Typically, the higher the energy, the more shielding is required. If a linear accelerator has a maximum photon energy above 10 megavolts, the machine is also producing neutrons.
“If you’re using a lead-type shielding it’s an excellent shielding material for photons, but a terrible shielding material for neutrons in terms of shielding effectiveness,” said Robert J. Farrell, CEO of Veritas Medical Solution.
When determining the time and money involved in a project, Veritas needs to know the workload of the machine, the occupancy outside of the room and how often the radiation will be pointing at a particular barrier.
A typical linear accelerator rotates in a single plane around 360 degrees, and the primary radiation is coming out within a defined path around that arc. Accuray’s CyberKnife machine can point anywhere except straight up, so there is a primary barrier anywhere within the room.
For a typical use-factor on a linac, one-fifth of the time it would be pointing at the east wall, one-fifth at the west wall, one-fifth at the ceiling, one-fifth at the floor. The use factor with the CyberKnife is about one-twentieth because it can point anywhere.

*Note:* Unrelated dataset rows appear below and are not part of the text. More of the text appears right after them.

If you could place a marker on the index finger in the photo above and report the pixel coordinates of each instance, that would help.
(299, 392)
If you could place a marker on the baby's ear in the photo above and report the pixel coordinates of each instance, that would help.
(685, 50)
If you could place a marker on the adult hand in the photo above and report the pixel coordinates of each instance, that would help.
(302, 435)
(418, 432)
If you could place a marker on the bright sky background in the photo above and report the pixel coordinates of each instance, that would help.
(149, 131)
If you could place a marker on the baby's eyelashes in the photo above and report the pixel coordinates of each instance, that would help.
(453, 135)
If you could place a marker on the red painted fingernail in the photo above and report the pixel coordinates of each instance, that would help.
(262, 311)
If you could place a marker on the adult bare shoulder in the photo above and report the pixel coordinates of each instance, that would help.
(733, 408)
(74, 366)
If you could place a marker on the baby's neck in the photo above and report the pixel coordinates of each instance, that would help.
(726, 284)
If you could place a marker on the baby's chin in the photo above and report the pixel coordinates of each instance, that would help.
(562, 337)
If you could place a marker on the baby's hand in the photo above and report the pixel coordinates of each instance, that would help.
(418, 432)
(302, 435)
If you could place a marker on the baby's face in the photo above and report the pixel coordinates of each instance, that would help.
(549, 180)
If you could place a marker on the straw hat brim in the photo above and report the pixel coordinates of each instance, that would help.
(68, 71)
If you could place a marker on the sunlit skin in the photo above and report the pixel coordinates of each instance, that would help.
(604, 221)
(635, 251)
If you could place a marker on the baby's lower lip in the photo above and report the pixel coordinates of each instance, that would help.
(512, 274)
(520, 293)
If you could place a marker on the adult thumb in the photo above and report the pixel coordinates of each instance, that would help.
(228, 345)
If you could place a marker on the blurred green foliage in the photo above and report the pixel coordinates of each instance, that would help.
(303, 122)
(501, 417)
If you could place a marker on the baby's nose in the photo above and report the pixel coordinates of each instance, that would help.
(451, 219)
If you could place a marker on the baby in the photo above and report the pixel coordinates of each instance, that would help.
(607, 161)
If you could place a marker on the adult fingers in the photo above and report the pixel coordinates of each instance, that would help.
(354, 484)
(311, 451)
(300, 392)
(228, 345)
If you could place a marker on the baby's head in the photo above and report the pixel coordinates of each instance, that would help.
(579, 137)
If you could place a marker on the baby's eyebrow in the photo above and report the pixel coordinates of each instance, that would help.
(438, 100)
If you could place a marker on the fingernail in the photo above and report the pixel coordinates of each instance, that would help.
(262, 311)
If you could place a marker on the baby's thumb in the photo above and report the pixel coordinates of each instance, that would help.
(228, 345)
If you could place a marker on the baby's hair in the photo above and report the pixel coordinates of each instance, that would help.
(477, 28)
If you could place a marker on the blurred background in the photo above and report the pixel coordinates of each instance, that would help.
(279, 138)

When asked what Veritas’ quickest project was, Farrell said it took about three weeks, but that this isn’t the norm. The client had investment milestones that had to be met, and their original plan to pour concrete was going to lose them money because they couldn’t make those commitments.
“We were able to step in and do the engineering and physics in about three weeks, which involved putting the full gas toward it,” said Farrell. “Shipping the materials and getting them installed was done in about three weeks.”
Typically, a project can take three to five years just for the design process. For a project planned for 2025, Veritas is starting the design phase now by selecting the shielding material that is required for the equipment the facility wants.
Farrell cautions facilities to know what machines they want before building the facility. He is currently working with groups that want to build the facility before they select the equipment and it’s a problematic situation.
“They’re building it in such a way that might become more expensive because they are designing it for the worst-case scenario,” said Farrell. “They could have saved some money had they planned it out a little better.”